Marilyn Luce (EMT-P), left, Kevin McGinnis (EMT-P), and Nicole Prescott (EMT-I) demonstrate the preparedness of the Winthrop (Maine) Ambulance Service.

Eight years after a national landmark study called for integration of rural Emergency Medical Services (EMS) with other pre-hospital and hospital providers, the EMS industry struggles with an identity crisis and a fragmented system that makes full integration a formidable challenge.

Consensus exists that integrating EMS systems will improve availability and access to advanced EMS care in rural and frontier communities, according to Nels Sanddal, a longtime EMS researcher and Manager of Trauma Systems with the American College of Surgeons (ACS). However, EMS’s role in three different arenas—health care, public health and public safety—contribute to the “identity crisis” that makes it difficult to formulate a plan to best integrate all pre-hospital resources. The fact that EMS agencies are governed differently from state to state and owned and operated in many different ways makes it even more difficult to regionalize all the resources.

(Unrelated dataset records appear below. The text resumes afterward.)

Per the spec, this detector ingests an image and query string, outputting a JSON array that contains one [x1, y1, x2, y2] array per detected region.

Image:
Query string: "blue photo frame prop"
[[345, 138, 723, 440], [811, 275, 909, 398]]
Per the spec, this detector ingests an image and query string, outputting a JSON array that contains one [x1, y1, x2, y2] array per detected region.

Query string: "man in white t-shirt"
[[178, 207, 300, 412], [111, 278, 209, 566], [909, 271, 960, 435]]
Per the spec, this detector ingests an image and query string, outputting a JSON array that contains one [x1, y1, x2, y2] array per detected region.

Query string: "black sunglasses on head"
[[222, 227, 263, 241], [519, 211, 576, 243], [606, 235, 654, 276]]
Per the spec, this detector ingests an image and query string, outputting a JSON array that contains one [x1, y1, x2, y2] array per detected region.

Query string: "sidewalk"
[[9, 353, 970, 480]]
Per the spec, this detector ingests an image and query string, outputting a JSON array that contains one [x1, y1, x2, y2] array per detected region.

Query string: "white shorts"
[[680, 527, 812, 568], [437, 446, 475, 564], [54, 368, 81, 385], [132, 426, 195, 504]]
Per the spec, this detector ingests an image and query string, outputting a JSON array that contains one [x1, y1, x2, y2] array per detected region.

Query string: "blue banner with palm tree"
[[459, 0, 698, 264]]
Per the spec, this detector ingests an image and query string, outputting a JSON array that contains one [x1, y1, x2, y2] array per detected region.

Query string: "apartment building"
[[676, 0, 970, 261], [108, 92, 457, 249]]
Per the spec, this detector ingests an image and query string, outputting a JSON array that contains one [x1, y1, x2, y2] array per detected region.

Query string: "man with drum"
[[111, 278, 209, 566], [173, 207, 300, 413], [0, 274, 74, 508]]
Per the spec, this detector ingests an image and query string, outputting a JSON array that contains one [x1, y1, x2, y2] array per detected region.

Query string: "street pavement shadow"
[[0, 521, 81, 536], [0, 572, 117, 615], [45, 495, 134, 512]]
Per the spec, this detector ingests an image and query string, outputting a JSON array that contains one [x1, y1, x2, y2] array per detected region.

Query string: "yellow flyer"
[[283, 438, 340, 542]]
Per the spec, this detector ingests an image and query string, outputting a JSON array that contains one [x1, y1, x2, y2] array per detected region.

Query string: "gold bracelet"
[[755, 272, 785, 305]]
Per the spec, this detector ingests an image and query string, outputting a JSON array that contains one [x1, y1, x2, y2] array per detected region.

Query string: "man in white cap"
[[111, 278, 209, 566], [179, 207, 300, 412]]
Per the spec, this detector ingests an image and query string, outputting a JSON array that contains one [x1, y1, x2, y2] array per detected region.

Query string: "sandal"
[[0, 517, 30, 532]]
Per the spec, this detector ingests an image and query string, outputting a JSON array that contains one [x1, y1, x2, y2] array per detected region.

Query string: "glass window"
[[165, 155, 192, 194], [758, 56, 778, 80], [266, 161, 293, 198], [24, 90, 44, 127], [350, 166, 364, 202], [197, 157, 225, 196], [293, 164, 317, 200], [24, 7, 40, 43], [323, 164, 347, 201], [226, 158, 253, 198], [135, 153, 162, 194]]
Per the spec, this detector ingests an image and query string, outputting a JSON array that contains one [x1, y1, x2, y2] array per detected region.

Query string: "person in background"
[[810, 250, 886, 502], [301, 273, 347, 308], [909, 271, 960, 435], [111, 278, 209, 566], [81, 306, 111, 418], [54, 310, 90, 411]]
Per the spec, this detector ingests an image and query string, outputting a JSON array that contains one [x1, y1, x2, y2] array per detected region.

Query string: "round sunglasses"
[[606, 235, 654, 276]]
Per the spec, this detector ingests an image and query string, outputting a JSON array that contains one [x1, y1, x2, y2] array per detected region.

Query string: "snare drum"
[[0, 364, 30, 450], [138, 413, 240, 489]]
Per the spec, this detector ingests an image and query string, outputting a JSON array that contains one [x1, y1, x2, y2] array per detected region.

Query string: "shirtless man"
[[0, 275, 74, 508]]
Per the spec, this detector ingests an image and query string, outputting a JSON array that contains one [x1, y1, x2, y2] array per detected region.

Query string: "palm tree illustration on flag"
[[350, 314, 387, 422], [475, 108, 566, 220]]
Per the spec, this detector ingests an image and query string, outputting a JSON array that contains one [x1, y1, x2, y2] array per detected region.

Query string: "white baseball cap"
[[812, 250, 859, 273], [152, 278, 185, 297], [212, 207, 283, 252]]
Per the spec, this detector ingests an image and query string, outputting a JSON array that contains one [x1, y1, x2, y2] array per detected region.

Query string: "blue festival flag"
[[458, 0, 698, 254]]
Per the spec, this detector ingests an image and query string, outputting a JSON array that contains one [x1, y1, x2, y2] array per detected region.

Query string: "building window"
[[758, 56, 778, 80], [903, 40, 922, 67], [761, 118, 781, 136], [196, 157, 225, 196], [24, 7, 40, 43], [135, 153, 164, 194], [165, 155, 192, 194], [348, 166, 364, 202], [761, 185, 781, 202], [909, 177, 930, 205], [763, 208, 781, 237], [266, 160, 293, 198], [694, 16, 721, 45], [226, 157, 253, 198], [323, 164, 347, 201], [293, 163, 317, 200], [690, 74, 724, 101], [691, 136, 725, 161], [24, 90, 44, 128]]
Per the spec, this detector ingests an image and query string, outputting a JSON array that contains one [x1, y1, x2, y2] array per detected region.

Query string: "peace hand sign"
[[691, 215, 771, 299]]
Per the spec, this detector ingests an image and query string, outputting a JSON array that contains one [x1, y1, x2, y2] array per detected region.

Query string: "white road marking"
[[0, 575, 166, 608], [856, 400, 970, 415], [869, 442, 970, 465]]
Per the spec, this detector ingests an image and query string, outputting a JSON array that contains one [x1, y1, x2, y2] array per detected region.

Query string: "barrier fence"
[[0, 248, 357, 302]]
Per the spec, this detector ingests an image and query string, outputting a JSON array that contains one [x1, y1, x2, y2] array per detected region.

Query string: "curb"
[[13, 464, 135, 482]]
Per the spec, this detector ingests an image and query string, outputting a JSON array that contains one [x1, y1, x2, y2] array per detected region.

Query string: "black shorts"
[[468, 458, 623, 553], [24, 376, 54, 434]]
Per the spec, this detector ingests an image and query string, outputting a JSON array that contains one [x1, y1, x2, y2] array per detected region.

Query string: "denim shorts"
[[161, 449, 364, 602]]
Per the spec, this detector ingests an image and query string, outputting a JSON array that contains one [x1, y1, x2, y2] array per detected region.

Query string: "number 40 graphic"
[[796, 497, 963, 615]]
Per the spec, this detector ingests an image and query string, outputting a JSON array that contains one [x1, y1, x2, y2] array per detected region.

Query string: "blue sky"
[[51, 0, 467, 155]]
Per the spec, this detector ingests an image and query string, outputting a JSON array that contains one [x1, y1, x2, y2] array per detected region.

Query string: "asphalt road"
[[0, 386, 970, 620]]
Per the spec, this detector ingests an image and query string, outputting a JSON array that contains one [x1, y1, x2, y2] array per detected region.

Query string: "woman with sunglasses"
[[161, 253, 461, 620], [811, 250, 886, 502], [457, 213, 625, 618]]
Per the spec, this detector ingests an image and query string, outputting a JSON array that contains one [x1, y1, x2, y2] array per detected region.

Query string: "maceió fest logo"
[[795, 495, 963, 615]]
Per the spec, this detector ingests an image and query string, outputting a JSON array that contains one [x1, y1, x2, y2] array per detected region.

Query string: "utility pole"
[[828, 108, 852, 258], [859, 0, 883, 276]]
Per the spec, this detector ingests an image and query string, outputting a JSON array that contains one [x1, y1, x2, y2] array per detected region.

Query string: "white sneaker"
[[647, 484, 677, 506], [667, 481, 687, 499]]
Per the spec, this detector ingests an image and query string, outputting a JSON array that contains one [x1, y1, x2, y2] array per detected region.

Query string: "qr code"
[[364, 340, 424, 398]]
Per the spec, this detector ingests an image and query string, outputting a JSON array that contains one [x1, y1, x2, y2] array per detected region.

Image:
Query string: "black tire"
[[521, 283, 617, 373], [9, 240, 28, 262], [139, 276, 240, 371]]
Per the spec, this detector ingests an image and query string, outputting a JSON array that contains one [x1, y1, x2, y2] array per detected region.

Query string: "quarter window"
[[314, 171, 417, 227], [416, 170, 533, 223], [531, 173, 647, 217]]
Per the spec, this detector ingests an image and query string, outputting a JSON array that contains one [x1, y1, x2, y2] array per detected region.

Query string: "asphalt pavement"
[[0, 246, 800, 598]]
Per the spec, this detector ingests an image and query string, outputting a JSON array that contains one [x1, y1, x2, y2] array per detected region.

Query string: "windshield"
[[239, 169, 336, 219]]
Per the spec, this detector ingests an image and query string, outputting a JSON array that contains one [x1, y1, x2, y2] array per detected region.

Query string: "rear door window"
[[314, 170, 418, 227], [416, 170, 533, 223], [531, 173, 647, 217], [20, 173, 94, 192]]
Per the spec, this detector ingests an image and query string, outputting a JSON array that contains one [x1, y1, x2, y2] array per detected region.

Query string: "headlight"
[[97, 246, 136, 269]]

The 2004 HRSA study, Rural and Frontier EMS Agenda for the Future, reported, ” Integration does not mean that a local EMS system has to become a part of a larger organization and lose its independence. But in today’s environment, EMS must collaborate closely with local health care systems, public health, and public safety. EMS agencies may also want to form closer connections with other ‘sectors’ in the community. Regionally, EMS needs to think about its role in the continuum of health care delivery.”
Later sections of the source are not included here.